With over 15 years of experience interpreting for children, I know that this is the absolute worst thing the school could do. At minimum, the child needs a transition period. And it is entirely possible that the child will use interpreting services for the rest of their life. As the child grows up, that will be their decision. But for now, it is my belief that a Free and Appropriate Public Education (FAPE) should include accommodations that the child has had all along. I can not convince the School of this because “I” am not an “expert”, I am ‘just’ the interpreter.

Can you provide research or other documentation that the path being examined, removal of interpreting services, is a bad choice? Or, documented research of how people with CI continue to use Interpreting Services frequently and the benefits of this?

Question from D.G., Connecticut. Posted January 3, 2011.
Response from Marc Marschark - NTID

You are caught in the middle of an all-too-familiar situation. Unfortunately for all concerned (and the student in particular) the evidence is not as clear as everyone assumes. That is, there are studies showing that children (much younger than this one) with cochlear implants benefit from greater exposure to spoken language compared to those in sign language settings, but there is no evidence that there is any particular amount of exposure that is necessary or sufficient. In contrast, the only study we are aware of in which students with cochlear implants (including those who receive them relatively late) were performing academically at a level equivalent to their hearing peers was one in which the students all had access to sign language interpreting in the classroom (see below).

With young children, there is evidence that neural pathways associated with hearing are still developing, and greater exposure to language through the cochlear implant is important. That is not going to be the case with a 14-year-old, however. As you point out, the student is in need of transition. In fact, there is abundant research indicating that sign language together with a cochlear implant either facilitates spoken language or is independent of it. There is no evidence of any harm. Those who argue for “total auditory immersion” with the implant typically rely on a “laziness” argument, suggesting that the child will not utilize hearing if they have the easier route of sign language. In theory, the two together should be beneficial, allowing the child to use sign language to fill in the gaps of the auditory input from the implant (which is significantly degraded from normal speech) – and vice versa.

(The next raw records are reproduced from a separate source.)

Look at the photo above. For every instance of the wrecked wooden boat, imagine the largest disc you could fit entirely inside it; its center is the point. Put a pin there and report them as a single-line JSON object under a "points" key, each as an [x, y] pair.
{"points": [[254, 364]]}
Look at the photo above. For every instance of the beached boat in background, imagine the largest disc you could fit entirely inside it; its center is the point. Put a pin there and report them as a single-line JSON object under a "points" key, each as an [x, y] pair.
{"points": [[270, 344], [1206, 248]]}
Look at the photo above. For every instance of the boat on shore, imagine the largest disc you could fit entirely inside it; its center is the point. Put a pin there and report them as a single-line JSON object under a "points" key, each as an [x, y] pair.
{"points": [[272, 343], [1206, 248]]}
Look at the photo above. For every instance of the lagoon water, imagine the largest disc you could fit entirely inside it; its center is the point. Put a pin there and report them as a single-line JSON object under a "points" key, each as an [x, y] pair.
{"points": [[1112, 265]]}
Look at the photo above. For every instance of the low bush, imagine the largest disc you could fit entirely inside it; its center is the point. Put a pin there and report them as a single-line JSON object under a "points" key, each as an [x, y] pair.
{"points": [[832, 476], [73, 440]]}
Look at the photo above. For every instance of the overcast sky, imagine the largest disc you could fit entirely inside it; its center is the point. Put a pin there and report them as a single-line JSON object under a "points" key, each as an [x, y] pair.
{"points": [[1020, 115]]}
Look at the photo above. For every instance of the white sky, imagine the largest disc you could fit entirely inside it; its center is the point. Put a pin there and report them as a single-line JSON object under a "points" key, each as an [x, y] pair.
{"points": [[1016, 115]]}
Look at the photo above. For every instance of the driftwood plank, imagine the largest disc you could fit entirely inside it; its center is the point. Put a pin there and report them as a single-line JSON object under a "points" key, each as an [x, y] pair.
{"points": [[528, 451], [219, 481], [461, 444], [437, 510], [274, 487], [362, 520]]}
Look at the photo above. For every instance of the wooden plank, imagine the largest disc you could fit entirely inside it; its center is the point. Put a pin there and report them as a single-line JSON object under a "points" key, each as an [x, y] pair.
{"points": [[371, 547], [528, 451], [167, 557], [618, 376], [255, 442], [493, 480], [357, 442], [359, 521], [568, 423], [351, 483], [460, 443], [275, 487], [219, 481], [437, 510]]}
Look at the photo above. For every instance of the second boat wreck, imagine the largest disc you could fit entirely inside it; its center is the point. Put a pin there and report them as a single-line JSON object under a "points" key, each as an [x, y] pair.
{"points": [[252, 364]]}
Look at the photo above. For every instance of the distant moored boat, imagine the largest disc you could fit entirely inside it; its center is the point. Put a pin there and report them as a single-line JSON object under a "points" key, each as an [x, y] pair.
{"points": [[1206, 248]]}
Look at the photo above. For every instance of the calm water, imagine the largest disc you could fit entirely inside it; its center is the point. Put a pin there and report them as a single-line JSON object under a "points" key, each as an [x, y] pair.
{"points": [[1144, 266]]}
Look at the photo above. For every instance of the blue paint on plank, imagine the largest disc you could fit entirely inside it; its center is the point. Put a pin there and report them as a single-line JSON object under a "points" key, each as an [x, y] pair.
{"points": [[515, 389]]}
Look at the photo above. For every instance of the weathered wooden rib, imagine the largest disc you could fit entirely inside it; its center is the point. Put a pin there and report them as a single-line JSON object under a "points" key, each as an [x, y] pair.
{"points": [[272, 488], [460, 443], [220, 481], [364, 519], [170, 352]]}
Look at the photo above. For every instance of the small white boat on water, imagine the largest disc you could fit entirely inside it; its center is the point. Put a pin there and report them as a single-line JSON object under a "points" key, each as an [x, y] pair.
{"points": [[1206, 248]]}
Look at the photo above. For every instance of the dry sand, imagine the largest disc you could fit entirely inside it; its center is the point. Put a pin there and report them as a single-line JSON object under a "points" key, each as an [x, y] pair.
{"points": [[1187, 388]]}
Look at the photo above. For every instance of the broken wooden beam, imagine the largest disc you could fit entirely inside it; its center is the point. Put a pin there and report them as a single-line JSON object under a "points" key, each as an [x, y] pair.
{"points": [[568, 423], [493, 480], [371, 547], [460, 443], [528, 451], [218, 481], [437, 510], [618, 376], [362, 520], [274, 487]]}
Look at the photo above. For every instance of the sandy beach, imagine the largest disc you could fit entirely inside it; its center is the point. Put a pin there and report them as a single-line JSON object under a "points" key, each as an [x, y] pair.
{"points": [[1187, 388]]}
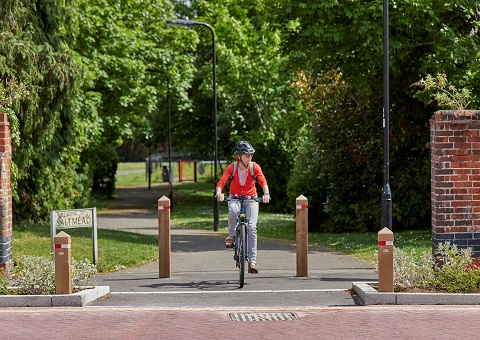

Because of the diversity of students and educational settings, there is not going to be any research demonstrating that either removing interpreting services or keeping them in a situation like this is going to make a significant difference one way or another. However, given the lack of evidence for sign language creating any difficulties in the evidence indicating its benefits for students with implants, removal doesn’t seem like a very good idea. Perhaps most importantly, however, the student is 14 years old; his/her preference needs to be taken into account.

Suggested reading:

Spencer, L.J., Gantz, B.J. & Knutson, J.F. (2004).  Outcomes and achievement of students who grew up with access to cochlear implants.  Laryngoscope 114, 1576 –1581.

Spencer, P. E., Marschark, M., & Spencer, L.J. (2011). Cochlear implants: Advances, issues and implications. In M. Marschark & P. E. Spencer, Editors (in press). Oxford Handbook of Deaf Studies, Language, and Education, Volume 1, second edition. New York: Oxford University Press.